All, Because of the Internet
I feel so lucky to be following the homesteading dream at this time in history. We are all lucky! I have an international design and agricultural research station right in my living room. Thanks to the web I am able to make a living from this farm. I can contact publishers about books, magazines about freelance, clients about logos, and customers about lamb, pork, and fleeces. I can talk to blog and book readers, build my readership, and learn more about their stories and farms through social media. I have arranged for chicks to be delivered (ordered online) and just launched an eBook which over 120 people have downloaded from Amazon already to enjoy. Amazing. All of because of the internet.
I’m so very grateful for this double-edged sword. Cold Antler Farm wouldn’t be possible without it. Long before I ever had my first book deal I was writing about my adventures in newbie-homesteading on various blogs. And I sold my first book to Storey after going to their website (from an Idaho farmhouse with dial-up) and reading the requirements for a book proposal. I wrote one up that weekend, had an editor friend at my office proof it, and then mailed it with a designed logo for my book idea on the package. They contacted me about a week later. All, of because of the internet.
As much as us homesteaders like to accept the Luddite ideals and simple living - I can’t say enough good things about the technology I use every day. I like being alive at the privileged and lucky time in history to pick and choose what I want to use, gadget wise. I don't want to use a cell phone, but I have this 7-year-old iMac in my living room and it’s where I can watch movies and TV shows, play games, design logos, and write books. It’s where I sit a few hours a day working. And I love that my twitter is always open to keep up with the news, quips, politics and stories of the people I follow.

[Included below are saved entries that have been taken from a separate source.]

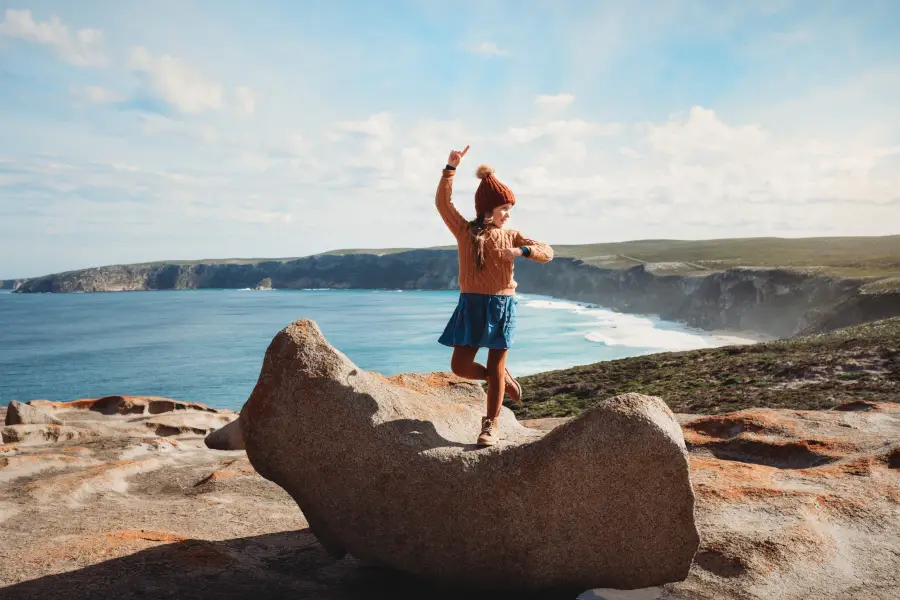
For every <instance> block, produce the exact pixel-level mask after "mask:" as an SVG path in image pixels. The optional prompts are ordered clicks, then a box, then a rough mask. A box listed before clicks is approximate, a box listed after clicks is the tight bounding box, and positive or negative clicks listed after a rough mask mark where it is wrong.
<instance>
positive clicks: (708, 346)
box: [0, 290, 752, 409]
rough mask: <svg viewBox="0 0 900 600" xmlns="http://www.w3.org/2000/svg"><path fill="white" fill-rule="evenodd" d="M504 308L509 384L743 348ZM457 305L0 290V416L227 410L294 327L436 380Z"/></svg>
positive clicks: (543, 301) (542, 301) (377, 293)
mask: <svg viewBox="0 0 900 600" xmlns="http://www.w3.org/2000/svg"><path fill="white" fill-rule="evenodd" d="M518 297H519V305H518V316H519V318H518V326H517V330H516V343H515V346H514V347H513V349H512V350H511V351H510V355H509V359H508V365H509V367H510V370H511V371H512V372H513V373H514V374H515V375H517V376H519V375H529V374H533V373H538V372H541V371H549V370H554V369H564V368H567V367H571V366H574V365H581V364H590V363H594V362H598V361H603V360H611V359H616V358H623V357H627V356H636V355H640V354H649V353H653V352H662V351H667V350H689V349H694V348H706V347H714V346H722V345H727V344H734V343H749V342H751V341H752V340H749V339H747V338H744V337H739V336H731V335H714V334H711V333H710V332H705V331H699V330H694V329H690V328H687V327H684V326H682V325H680V324H677V323H672V322H667V321H661V320H659V319H657V318H655V317H652V316H638V315H626V314H621V313H616V312H613V311H611V310H607V309H603V308H591V307H587V306H584V305H580V304H577V303H573V302H566V301H561V300H554V299H552V298H545V297H538V296H529V295H526V294H519V296H518ZM457 298H458V292H451V291H403V292H400V291H395V292H392V291H368V290H271V291H250V290H186V291H156V292H116V293H95V294H80V293H76V294H11V293H8V292H0V405H5V404H8V402H9V401H10V400H22V401H25V400H32V399H39V398H42V399H49V400H72V399H75V398H90V397H99V396H106V395H115V394H119V395H150V396H165V397H170V398H175V399H179V400H186V401H194V402H203V403H206V404H208V405H210V406H214V407H217V408H231V409H239V408H240V407H241V405H242V404H243V403H244V401H245V400H246V399H247V397H248V396H249V394H250V391H251V390H252V389H253V386H254V385H255V383H256V380H257V377H258V376H259V370H260V367H261V365H262V359H263V355H264V353H265V350H266V347H267V346H268V344H269V342H270V341H271V340H272V337H273V336H274V335H275V334H276V333H277V332H278V331H279V330H281V329H282V328H284V327H285V326H287V325H288V324H289V323H291V322H292V321H294V320H297V319H300V318H310V319H313V320H314V321H316V322H317V323H318V325H319V327H320V328H321V329H322V332H323V333H324V334H325V337H326V338H327V339H328V341H329V342H330V343H331V344H332V345H334V346H335V347H337V348H338V349H340V350H341V351H342V352H343V353H344V354H346V355H347V356H348V357H350V359H351V360H353V361H354V362H355V363H356V364H357V365H358V366H359V367H361V368H363V369H365V370H369V371H377V372H380V373H382V374H384V375H394V374H396V373H402V372H427V371H446V370H449V364H450V354H451V350H450V349H449V348H446V347H444V346H441V345H440V344H438V343H437V338H438V336H439V335H440V333H441V332H442V331H443V328H444V325H445V324H446V322H447V320H448V319H449V317H450V315H451V314H452V312H453V308H454V307H455V305H456V301H457ZM479 358H481V359H483V358H484V356H483V355H482V354H480V355H479Z"/></svg>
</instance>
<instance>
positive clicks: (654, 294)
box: [16, 250, 900, 337]
mask: <svg viewBox="0 0 900 600" xmlns="http://www.w3.org/2000/svg"><path fill="white" fill-rule="evenodd" d="M265 279H269V280H271V285H272V287H274V288H276V289H279V288H280V289H309V288H333V289H350V288H354V289H405V290H410V289H425V290H452V289H456V287H457V263H456V252H455V251H451V250H414V251H410V252H403V253H399V254H389V255H384V256H376V255H371V254H350V255H343V256H337V255H327V256H314V257H308V258H302V259H298V260H293V261H287V262H278V261H268V262H260V263H254V264H194V265H181V264H163V265H154V266H139V265H114V266H109V267H100V268H95V269H85V270H82V271H71V272H68V273H60V274H56V275H48V276H46V277H38V278H35V279H28V280H25V281H24V282H22V283H21V285H20V286H19V287H18V289H17V290H16V291H17V292H76V291H82V292H105V291H126V290H173V289H191V288H232V289H234V288H237V289H241V288H255V287H257V286H258V285H260V283H261V282H263V281H264V280H265ZM516 280H517V281H518V283H519V291H521V292H523V293H531V294H541V295H547V296H554V297H557V298H563V299H567V300H575V301H579V302H587V303H594V304H599V305H602V306H606V307H610V308H613V309H616V310H619V311H622V312H628V313H639V314H658V315H659V316H660V317H662V318H665V319H670V320H677V321H682V322H684V323H686V324H687V325H690V326H693V327H699V328H702V329H719V328H721V329H741V330H750V331H756V332H759V333H763V334H767V335H772V336H777V337H789V336H792V335H796V334H798V333H801V332H802V333H812V332H816V331H828V330H831V329H835V328H837V327H845V326H848V325H854V324H857V323H863V322H866V321H870V320H874V319H879V318H885V317H889V316H895V315H900V295H898V294H896V293H884V294H864V293H862V292H861V290H860V286H861V282H860V281H859V280H851V279H840V278H832V277H826V276H822V275H815V274H807V273H801V272H796V271H788V270H784V269H765V268H736V269H729V270H727V271H722V272H715V273H711V274H709V275H705V276H693V275H691V276H685V275H661V274H656V273H653V272H651V271H649V270H647V269H645V268H644V267H643V266H642V265H641V266H636V267H633V268H630V269H604V268H600V267H595V266H593V265H588V264H585V263H583V262H581V261H578V260H575V259H569V258H557V259H555V260H554V261H553V262H551V263H549V264H546V265H539V264H536V263H534V262H531V261H527V260H521V261H519V262H518V263H517V265H516Z"/></svg>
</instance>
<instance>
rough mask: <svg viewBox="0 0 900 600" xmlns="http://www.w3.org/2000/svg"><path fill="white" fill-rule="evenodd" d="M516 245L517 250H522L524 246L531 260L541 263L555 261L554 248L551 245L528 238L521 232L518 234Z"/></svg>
mask: <svg viewBox="0 0 900 600" xmlns="http://www.w3.org/2000/svg"><path fill="white" fill-rule="evenodd" d="M514 243H515V245H516V247H517V248H521V247H522V246H524V247H525V248H528V254H526V255H525V256H526V257H527V258H528V259H530V260H533V261H536V262H541V263H547V262H550V261H551V260H553V248H551V247H550V244H545V243H544V242H539V241H537V240H533V239H531V238H527V237H525V236H524V235H522V232H520V231H517V232H516V237H515V242H514Z"/></svg>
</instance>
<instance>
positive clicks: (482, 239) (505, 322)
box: [435, 146, 553, 446]
mask: <svg viewBox="0 0 900 600" xmlns="http://www.w3.org/2000/svg"><path fill="white" fill-rule="evenodd" d="M468 151H469V147H468V146H466V149H465V150H463V151H462V152H459V151H457V150H454V151H453V152H451V153H450V158H449V159H447V166H446V167H445V168H444V170H443V174H442V175H441V181H440V183H439V184H438V189H437V195H436V197H435V204H436V205H437V209H438V212H439V213H441V217H442V218H443V219H444V223H446V224H447V227H449V228H450V231H451V232H452V233H453V235H454V237H456V244H457V247H458V249H459V290H460V295H459V303H458V304H457V306H456V310H455V311H453V316H452V317H450V322H449V323H447V327H446V329H444V333H443V335H441V337H440V339H439V340H438V341H439V342H440V343H441V344H443V345H445V346H450V347H452V348H453V358H452V360H451V362H450V368H451V370H452V371H453V373H455V374H456V375H458V376H460V377H465V378H467V379H479V380H487V382H488V391H487V396H488V397H487V415H486V416H485V417H482V419H481V434H480V435H479V436H478V445H479V446H491V445H493V444H495V443H496V442H497V438H498V437H499V435H498V431H497V426H498V423H497V418H498V417H499V416H500V407H501V405H502V404H503V394H504V392H506V393H507V394H509V397H510V399H511V400H512V401H513V402H521V400H522V387H521V386H520V385H519V382H517V381H516V380H515V379H513V377H512V375H511V374H510V372H509V370H508V369H507V368H506V353H507V352H508V350H509V347H510V345H512V342H513V333H514V332H515V328H516V299H515V293H516V291H515V290H516V282H515V280H514V279H513V261H514V260H515V259H516V258H518V257H520V256H524V257H525V258H529V259H531V260H535V261H537V262H541V263H546V262H550V261H551V260H553V249H552V248H551V247H550V246H548V245H547V244H542V243H541V242H536V241H535V240H531V239H528V238H526V237H523V236H522V234H521V233H519V232H518V231H516V230H514V229H505V228H504V224H505V223H506V221H507V220H508V219H509V211H510V209H511V208H512V207H513V205H514V204H515V203H516V197H515V196H514V195H513V193H512V190H510V189H509V188H508V187H506V186H505V185H503V184H502V183H500V181H499V180H498V179H497V178H496V177H494V170H493V169H492V168H490V167H488V166H487V165H481V166H479V167H478V170H477V171H476V175H477V176H478V178H479V179H481V183H480V184H479V186H478V189H477V190H476V191H475V213H476V217H475V220H474V221H468V222H467V221H466V220H465V219H464V218H463V216H462V215H461V214H459V211H457V210H456V208H455V207H454V206H453V202H452V200H451V198H450V197H451V194H452V191H453V175H454V174H455V173H456V167H457V166H459V163H460V161H461V160H462V159H463V157H464V156H465V155H466V152H468ZM479 348H488V360H487V367H484V366H482V365H480V364H478V363H476V362H475V355H476V354H477V353H478V349H479Z"/></svg>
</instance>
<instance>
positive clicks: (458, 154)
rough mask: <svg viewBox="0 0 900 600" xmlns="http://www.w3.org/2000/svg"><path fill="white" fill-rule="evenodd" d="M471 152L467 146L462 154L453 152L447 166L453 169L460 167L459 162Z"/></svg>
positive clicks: (454, 150) (453, 151)
mask: <svg viewBox="0 0 900 600" xmlns="http://www.w3.org/2000/svg"><path fill="white" fill-rule="evenodd" d="M468 151H469V147H468V146H466V149H465V150H463V151H462V152H460V151H459V150H453V151H451V152H450V158H448V159H447V164H448V165H450V166H451V167H458V166H459V162H460V161H461V160H462V159H463V156H465V155H466V152H468Z"/></svg>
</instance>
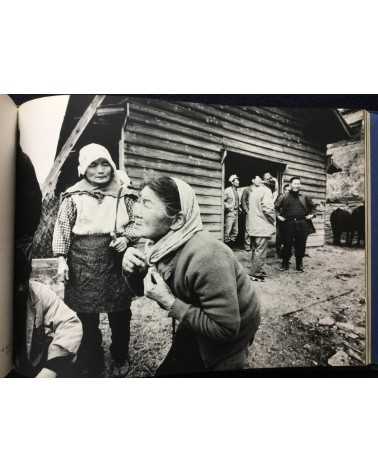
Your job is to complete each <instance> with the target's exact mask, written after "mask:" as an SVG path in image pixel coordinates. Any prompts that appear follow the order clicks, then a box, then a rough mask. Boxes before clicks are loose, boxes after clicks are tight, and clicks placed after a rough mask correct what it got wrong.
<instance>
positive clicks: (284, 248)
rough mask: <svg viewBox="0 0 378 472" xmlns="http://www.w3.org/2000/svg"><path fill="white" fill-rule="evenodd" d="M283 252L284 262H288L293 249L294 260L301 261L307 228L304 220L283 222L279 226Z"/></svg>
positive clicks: (303, 248) (307, 232)
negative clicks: (280, 235) (292, 248)
mask: <svg viewBox="0 0 378 472" xmlns="http://www.w3.org/2000/svg"><path fill="white" fill-rule="evenodd" d="M281 230H282V239H283V251H282V257H283V260H284V262H289V260H290V257H291V252H292V247H294V253H295V258H296V259H297V261H298V260H299V261H300V262H301V261H302V259H303V257H304V255H305V250H306V241H307V236H308V226H307V223H306V221H305V220H297V221H294V220H293V221H285V222H284V223H283V224H282V225H281Z"/></svg>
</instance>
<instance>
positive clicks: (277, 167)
mask: <svg viewBox="0 0 378 472" xmlns="http://www.w3.org/2000/svg"><path fill="white" fill-rule="evenodd" d="M285 168H286V164H281V163H279V162H275V161H270V160H268V159H260V158H257V157H254V156H250V155H244V154H238V153H235V152H230V151H229V152H227V157H226V160H225V163H224V188H226V187H228V186H229V185H230V183H229V182H228V179H229V178H230V176H231V175H233V174H237V176H238V177H239V181H240V187H239V192H238V193H239V197H240V198H241V194H242V192H243V190H244V189H245V187H248V186H249V185H250V183H251V178H252V177H253V176H254V175H259V176H260V177H261V178H262V176H263V175H264V174H265V172H270V174H271V175H272V176H273V177H275V178H276V179H277V180H278V186H279V192H280V191H281V189H282V177H283V174H284V172H285ZM244 233H245V215H244V214H243V213H242V214H240V216H239V234H238V238H237V241H236V245H237V246H238V247H240V248H243V245H244Z"/></svg>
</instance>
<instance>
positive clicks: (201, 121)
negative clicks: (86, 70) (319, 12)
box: [57, 95, 350, 246]
mask: <svg viewBox="0 0 378 472" xmlns="http://www.w3.org/2000/svg"><path fill="white" fill-rule="evenodd" d="M80 97H81V98H80ZM91 99H93V96H72V97H71V99H70V103H69V107H68V110H67V114H66V118H65V120H64V123H63V128H62V134H61V140H60V145H59V147H58V153H59V150H60V148H61V147H62V146H63V145H64V140H65V139H66V138H67V136H68V134H69V133H70V132H71V131H70V130H72V129H73V128H74V126H75V123H77V120H78V119H79V115H80V113H76V117H73V114H72V112H71V111H70V108H71V109H73V108H75V106H74V103H75V101H76V102H79V101H80V100H81V101H82V102H83V103H84V102H85V101H87V104H88V103H89V101H90V100H91ZM83 103H82V107H81V108H82V109H84V108H85V106H84V105H83ZM75 120H76V121H75ZM95 128H97V131H96V132H95V131H94V130H95ZM349 136H350V133H349V129H348V125H347V124H346V122H345V121H344V119H343V118H342V116H341V114H339V112H338V111H337V110H333V109H307V108H267V107H256V106H244V105H241V106H235V105H229V104H219V103H217V104H211V105H210V104H205V103H191V102H187V101H180V102H171V101H167V100H160V99H159V100H157V99H153V98H142V97H127V96H112V95H109V96H106V98H105V100H104V101H103V102H102V104H101V105H100V106H99V107H98V108H97V111H96V113H95V116H94V118H93V120H92V122H89V124H88V125H87V127H86V129H85V130H84V131H82V132H81V135H80V139H79V140H78V141H77V143H76V145H75V146H73V147H72V149H71V151H70V153H71V155H70V156H69V158H68V159H67V162H66V165H65V166H63V168H62V173H61V176H60V178H59V183H58V186H57V189H58V193H59V192H60V191H61V190H62V189H64V188H66V187H67V186H68V185H71V184H72V183H73V182H72V175H76V174H75V173H74V174H73V173H72V169H73V167H75V166H76V165H77V156H78V150H79V149H80V147H81V146H82V145H84V144H87V143H88V142H93V141H96V142H99V143H100V144H104V145H107V146H108V147H109V148H110V151H111V152H112V155H113V157H114V160H115V161H118V162H117V163H118V164H119V166H120V167H121V168H125V169H126V170H127V173H128V175H129V176H130V178H131V179H132V181H133V184H135V185H136V186H138V185H139V184H140V183H141V181H142V179H143V178H144V177H146V176H148V175H149V174H150V173H151V172H156V173H159V174H166V175H170V176H174V177H179V178H182V179H184V180H185V181H186V182H187V183H189V184H190V185H192V187H193V188H194V190H195V192H196V195H197V197H198V200H199V204H200V208H201V214H202V219H203V222H204V226H205V228H206V229H208V230H209V231H211V232H212V233H213V234H214V235H215V236H216V237H218V238H222V237H223V191H224V188H225V187H226V186H227V185H228V177H229V176H230V175H231V174H234V173H236V174H238V175H239V177H240V185H241V186H247V185H249V183H250V180H251V176H252V175H253V174H259V175H262V174H263V173H264V172H267V171H269V172H270V173H271V174H272V175H275V176H277V178H278V180H279V182H280V186H281V187H282V185H283V183H285V182H286V181H288V180H289V179H290V177H292V176H300V177H301V180H302V187H303V191H304V192H305V193H306V194H308V195H310V196H311V197H312V198H313V199H314V201H315V202H316V203H317V204H318V205H319V216H318V218H316V220H315V221H314V223H315V226H316V234H315V235H313V236H311V237H310V238H309V245H312V246H315V245H322V244H324V216H323V213H322V208H323V207H324V204H325V199H326V180H327V168H328V166H329V158H328V157H327V144H329V143H333V142H336V141H340V140H342V139H346V138H348V137H349ZM70 176H71V177H70ZM70 180H71V181H70Z"/></svg>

Twitter connections have proven to be the most amazing professional leads, in my experience. And because of it I have reached out to people I would never get to talk to without it. The NY Times piece from last month started as a DM on twitter by the writer. I’ve met so many amazing authors there and have been invited out to their homes and events. All, because of the internet.
As much of a pain in the ass as technology can be, it’s worth it to me. To know there are people who care about the farm. To know there are people who know me better than they might know their own cousins? Just because I am able to be honest here about this One Woman Farm? Amazing.
I have made lifelong friendships over this blog. I have championed and shared 6 books. I started out in a rented farmhouse on the other side of this continent, and now I am on my own piece of land I own and am fighting to keep. I don’t know how much time I have left here. Last month was rough and the farm is threatened. But there is still hope. I don’t know if tomorrow I'll sell a book or get a foreclosure notice in the mail. Things are never boring, that's for sure.
I do know that because of this farm I have been able to love every day of my life here, even when scared or anxious. I’ve been able to photograph and document the ups and down of a feral life and even pay off 20% of this little house and land, as a single woman. This farm has given my life meaning, community, and a reason to get up and fight.
Sometimes people tell me that they felt they could also farm or get their own piece of land because they saw me do it. That is the highest compliment I could possibly ever get. To know someone else took a stab at their dream because they cultivated enough courage from this place to see it in themselves? That is more successful to me then keeping an address or a dark horse. And it’s all because of the internet.